Where there is no other arrangement, the year begins on the anniversary of the start of their employment. For workers who started employment before 1 October 1998, the leave year begins on 1 October.

Alternatively, the leave year may begin on a date provided for in your contract of employment. Most organisations have a standard year for every member of staff over which you can take your entitlement.

Part-time workers' annual leave entitlement is proportionate to the time they normally work, e.g. a worker who normally works three days per week is entitled to 16.8 days' annual leave, and so on.

As regards carrying forward holiday into the next holiday year, the position is quite complicated. The law says that in general, the first four weeks of annual leave (your holiday entitlement under the

Working Time Directive) cannot be carried forward into the next holiday year.

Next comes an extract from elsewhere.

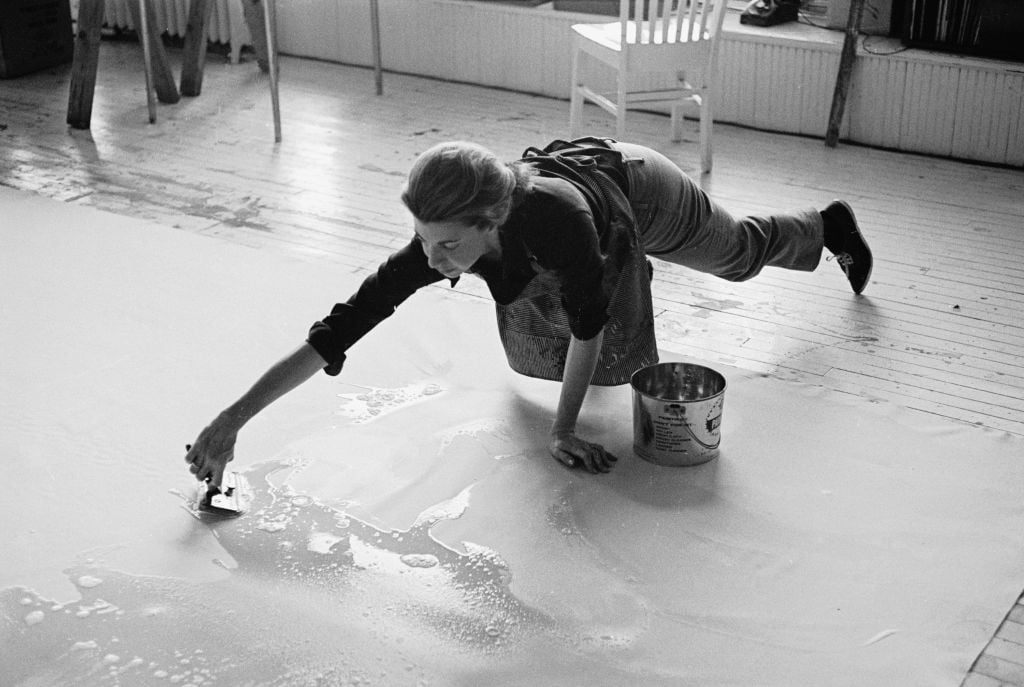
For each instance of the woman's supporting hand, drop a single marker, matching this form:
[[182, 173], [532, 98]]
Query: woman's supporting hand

However, there is an exception if you were unable to take your holiday in the correct holiday year because of maternity, sickness or injury. 

This right to carry forward holiday in the event of maternity, sickness or injury is not unlimited. Courts have ruled that employers can make rules limiting the carry forward of unused holiday to a maximum of 18 months (Plumb v Duncan Print Group Limited [2015]).

In addition to the four weeks’ holiday provided by EU law under the Working Time Directive, UK employers must provide an additional 1.6 weeks a year (that is, an extra eight days a year for someone who works a five-day week, making a total annual holiday allocation for a full-time worker in the UK of 28 days). Bank holidays can be included. This extra eight days of holiday can be carried forward into the next holiday year if a ‘relevant agreement’ allows this. That ‘relevant agreement’ is typically your written employment contract. Without a ‘relevant agreement’ with the employer, there is no right to carry this holiday forward.   

Statutory holiday may not be replaced by a payment in lieu – except on termination of employment.

If your employer makes it impossible for you to take your holiday, for example by mis-classifying you as self-employed when you are really a worker entitled to paid holiday, they are taking a big risk. In a new ruling of the European Court of Justice, King v The Sash Window Workshop [2017], the European Court decided that Mr King, a sash window salesman, who had been mis-classified by his employer as self-employed, was entitled to recover 13 years of unpaid holiday, including holiday he did not ask to take and holiday he took but without pay. “An employer that does not allow a worker to exercise his right to paid annual leave must bear the consequences”, said the court - it was the employer’s responsibility to understand and implement workers’ rights correctly.

An employer will usually require a worker to give notice of intention to take annual leave and the dates proposed. The employer may require this notice to be given at least twice as many days in advance of the start of the leave as the number of days' leave requested. The employer may also require the worker (giving due notice):

  • to take leave to which they are entitled on particular days (for example, during a 'Christmas shutdown'); or
  • not to take leave on particular days (for example, during the school term).

Where refusing to grant leave, your employer must inform you that your request has not been granted at least as many days in advance of your requested leave start date as the number of days leave you are requesting (e.g. if you are asking to take a two-week holiday, your employer must say no at least two weeks before). All the provisions with regard to the provision of notices can be varied by a trade union agreement.

Note: This content is provided as general background information and should not be taken as legal advice or financial advice for your particular situation. Make sure to get individual advice on your case from your union, a source on our free help page or an independent financial advisor before taking any action.